What if the PBOT report said the scooters were a bad idea for Portland? "I'd be surprised if it did, because anecdotally, we know from our members that they were incredibly popular." She said riders should abide by the rules, "but with safety mechanism in place it's a terrific mobility option."
The only option for stopping people from riding on the sidewalks would be ticketing. "But that will be for the e-bike community and the bike community to work with the city of Portland to come up with a solution that hopefully works for everybody," Shaw said.
The city's e-scooter pilot project lasted from July 25 to Nov. 20. It was the first study of the scooters done in autumn. PBOT spokesperson Dylan Rivera told the Business Tribune the agency would share some of their findings in January. "We expect that will kick off a period of public involvement and help with a potential pilot in 2019."
They are studying whether the scooters reduced the use of car and cut emissions and congestion, and how they were used in East Portland. PBOT insisted the companies drop several hundred scooters there every morning in the name of equity.
The immediate decision is whether to not allow the scooters back, or to have another pilot. Only after that could a decision be made about having them here longer term. "At this point we're not considering permanent rules, but eventually the second pilot could become permanent."
The companies would still have to reapply for their license to operate annually.
SUCCESS OR FAILURE?
In the crowd, Glenn Traeger, a retiree who studied environmental engineering and lives in Northwest Portland, was there to tell a representative of Bird that riders should stay off the sidewalk.
"I'm anti. I think it's been a failure," he said of the four-month test period. "A lot of trips are taken on the sidewalk, jeopardizing the safety of pedestrians. That's just not right."
He said Bird and the city of Portland should develop some kind of self-policing. He suggests that unless there is a program directed to assuring pedestrians that they can walk the sidewalks safe from being hit by e-scooter riders, Bird should not get a license to operate here.
What would that program look like? "Education would work for new riders," he said.
He thought the splash screen on the scooters should tell riders to wear a helmet and stick to the bike lanes, but a Bird employee informed him it already does. "The other issue is that when riders are downtown they won't follow the one-way streets, they use the sidewalks for the shortest distance." Traeger suggested that the public should be able to take photos of law breakers and send them in to Bird for reprimand and maybe a short ban. He suggested they add a license plate or number to the scooters for quick identification.

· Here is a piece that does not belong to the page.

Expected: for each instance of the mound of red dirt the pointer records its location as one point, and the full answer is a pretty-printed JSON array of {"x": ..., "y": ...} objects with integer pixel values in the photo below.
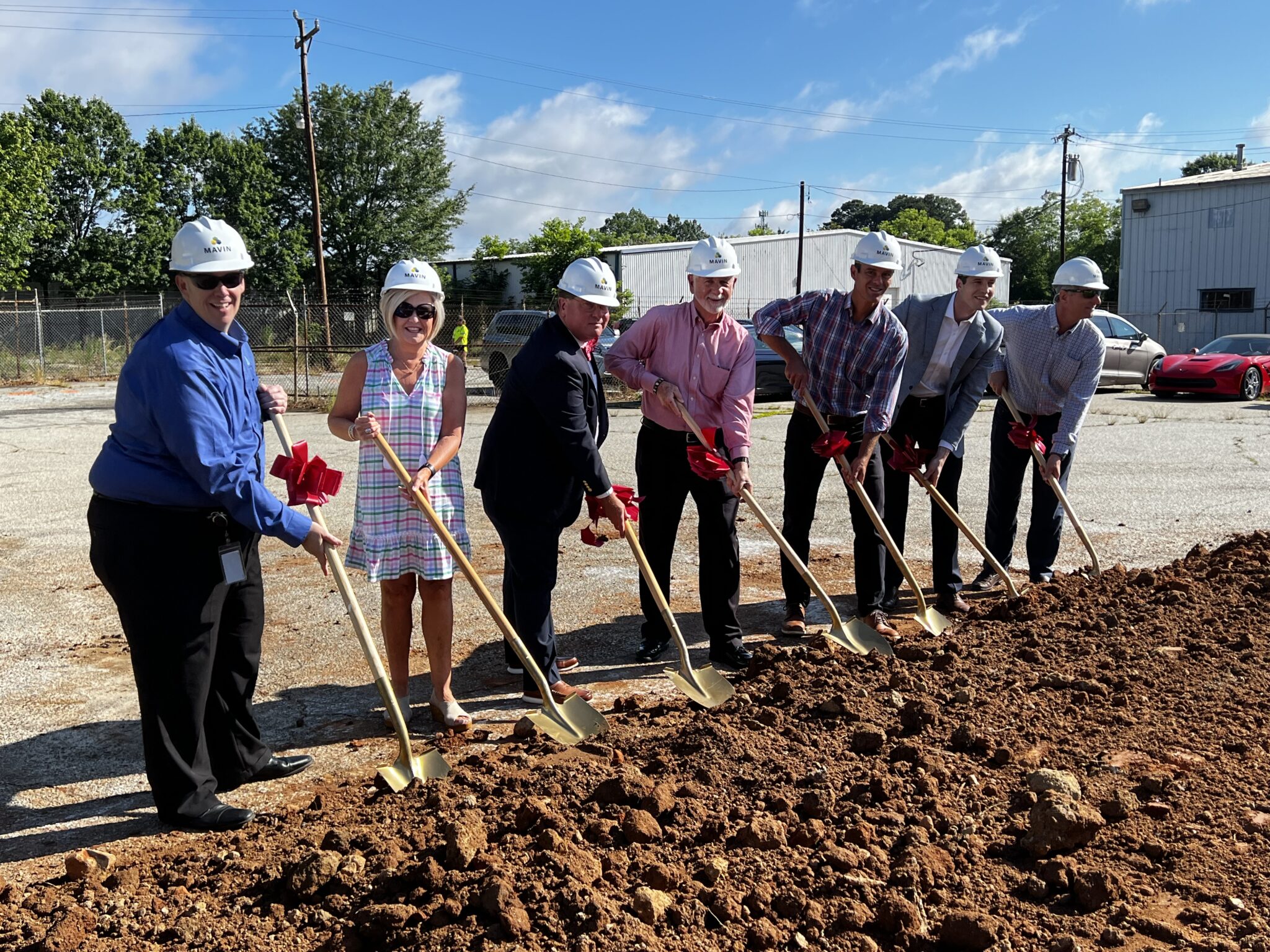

He also found it hard to walk his dog with scooters passing them on the sidewalk. "All I want them to do is follow the rules. Based on the survey, I'm in the zip code that has the most traffic. It got to the point that on nice days, when I left my apartment, I had to look both ways before I could enter the sidewalk, not knowing if someone was going to be scootering on the sidewalk."
He said he had moved about 20 scooters blocking sidewalks, but it was no big deal, since he already picks up trash.
"There's this conflict between pedestrians and scooters, and you have to make a choice and go with pedestrians."
He also thinks using the Internet of Things and GPS, keeping them out of the parks would be easy. "Take their license away for a month — just for a month — to reinforce it."
THE LAST MILE
Mobility companies are fighting over the last mile market and e-scooters have shown great promise for their ease of use. In July, 2018, rideshare company Uber invested in Bay Area-based electric scooter rental company Lime as part of a $335 million round, including promoting Lime in its mobile app. Uber also bought the electric bike company JUMP for $200 million to acquire the company in the spring.
Lyft has its own branded scooters in Arlington, Austin, Denver, Los Angeles, Santa Monica and Washington, D.C.